拠点ターゲット

研究拠点の目標と実現のための4つのターゲット

科学技術に“実証の場”を、地域に“科学技術へ触れる機会”を提供します。複雑化する地域課題を乗り越えた先にある将来ビジョンを描きやすくし、地域循環社会やSDGsの実現を早める研究拠点の構築を目指します。

イノベーションエコシステムの醸成に向けた
4つのターゲット

ターゲット1 地域資源の循環利用で到達できる物質・エネルギーシステムの設計

目指すべき将来の地域のビジョンの案を、地域関係者が主体となって生成できる方法論を開発します。
具体的には、地域の特性に合わせて、その地域で得られる再生可能資源を活用できる技術を整理したデータベースと、それら技術の導入効果を試算可能なシミュレータの開発を行います。 地域ごとに異なる状況や要件なども考慮し、適用しうる技術やシステムの選択肢とのマッチングをはかります。
候補となる技術・システムの組み合わせたシミュレーションを実行することで、新しいエネルギーや物質の生産技術・システムを導入した場合の価値・便益・リスクなどを定量化します。ライフサイクルアセスメント(LCA)やマテリアルフロー分析(MFA)といった既存の評価手法を活用し、地域の資源を循環させることの価値を明らかにしていきます。
これにより、地域が主体となって科学的根拠にもとづく将来ビジョンを生み出せるようになることを目指します。

ターゲット1:地域資源の循環利用で到達できる物質・エネルギーシステムの設計

ターゲット2 地域経済循環の可視化に基づく技術と地域システムのマッチング

技術導入による地域経済循環への影響を可視化し、地域の社会経済構造に応じたシステムの設計、提案を目指します。
例えば、化石資源など地域外の資源を利用していると、エネルギーを利用すればするほど資金が地域外に流出してしまいます。地域資源を活用すると、この流出している資金を地域内に投じ、地域経済を好循環化することができます。この地域経済循環への影響を考えると、割高な地域資源を活用することは長期的には地域経済を活性化・強靭化することができるかもしれません。
これらの効果を定量化・可視化するために、各地域の経済・産業の特色を反映しつつ、新規技術・システムの導入効果を分析できる方法論を開発します。
これにより、技術・システムの選択において、地域特性や経済循環、社会経済性という評価軸からの検討が可能となります。

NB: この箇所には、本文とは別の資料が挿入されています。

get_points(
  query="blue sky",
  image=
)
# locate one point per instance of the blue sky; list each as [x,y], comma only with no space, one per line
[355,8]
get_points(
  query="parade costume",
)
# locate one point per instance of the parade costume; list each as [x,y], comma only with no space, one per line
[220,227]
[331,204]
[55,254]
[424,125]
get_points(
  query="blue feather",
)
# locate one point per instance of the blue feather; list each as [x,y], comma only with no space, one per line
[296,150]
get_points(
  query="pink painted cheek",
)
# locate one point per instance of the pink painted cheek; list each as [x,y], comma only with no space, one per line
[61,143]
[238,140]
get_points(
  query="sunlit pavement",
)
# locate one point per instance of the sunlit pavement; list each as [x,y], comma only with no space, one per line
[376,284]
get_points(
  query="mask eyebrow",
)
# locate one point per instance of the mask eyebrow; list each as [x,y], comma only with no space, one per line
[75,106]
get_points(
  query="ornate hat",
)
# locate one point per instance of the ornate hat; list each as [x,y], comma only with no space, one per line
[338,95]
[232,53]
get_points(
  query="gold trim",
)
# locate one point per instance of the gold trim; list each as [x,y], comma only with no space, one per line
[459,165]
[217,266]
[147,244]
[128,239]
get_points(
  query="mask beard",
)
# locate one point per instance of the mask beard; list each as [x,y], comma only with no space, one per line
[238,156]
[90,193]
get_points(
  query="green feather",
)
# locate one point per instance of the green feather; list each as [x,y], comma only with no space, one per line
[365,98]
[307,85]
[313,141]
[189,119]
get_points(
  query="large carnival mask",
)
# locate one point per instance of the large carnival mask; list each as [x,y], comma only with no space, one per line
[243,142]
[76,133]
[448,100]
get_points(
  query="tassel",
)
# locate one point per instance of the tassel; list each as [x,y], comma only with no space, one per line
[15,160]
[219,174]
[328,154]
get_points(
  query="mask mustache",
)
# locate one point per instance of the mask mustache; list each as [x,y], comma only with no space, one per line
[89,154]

ターゲット2:地域経済循環の可視化に基づく技術と地域システムのマッチング

ターゲット3 最先端知に基づくビジョンと地域のCo-learning

地域資源を循環利用する物質・エネルギーシステムについて、構成する技術・システムや、必要となるシナリオを、地域の担い手やユーザーらと共有します。
地域は最先端知に基づく将来ビジョンを、技術者・研究者側は地域の情理に基づく要件について、お互いが継続的に学び合うCo-learningの場づくりを行います。地域のなりゆきの未来が直面するであろう課題を共有したうえで、適用できるシステムオプションによって到達しうる地域将来ビジョンを共創します。
将来の地域システムを担うステークホルダー間で信頼関係を構築し、協働へとつなげます。Co-learningの場はコミュニケーションを円滑にし、科学技術が迅速に社会導入されるための触媒として機能します。

ターゲット3:最先端知に基づくビジョンと地域のCo-learning

ターゲット4 理想の概念・論拠・情理に基づく地域資源を活用する
物質・エネルギーシステムの実証・実装

ターゲット1~3の地域資源を循環利用する物質・エネルギーシステムのビジョンへ到達するため、個別要素技術や仕組みに関する実証試験を繰り返し、変革を地域に起こすエコシステムを醸成します。地域のビジョンとシナリオに関するProof of concept(概念実証)を実施可能とします。
個々の技術に関する議論において、地域の理想や論拠、情理を確認する場を設け、実証試験計画と実装へつなげます。
本拠点で醸成するエコシステムでは、地域との対話を重ね、地域が必要とする新規技術・システムの実証試験を積極的に誘致し、適応性や開発可能性を探索していきます。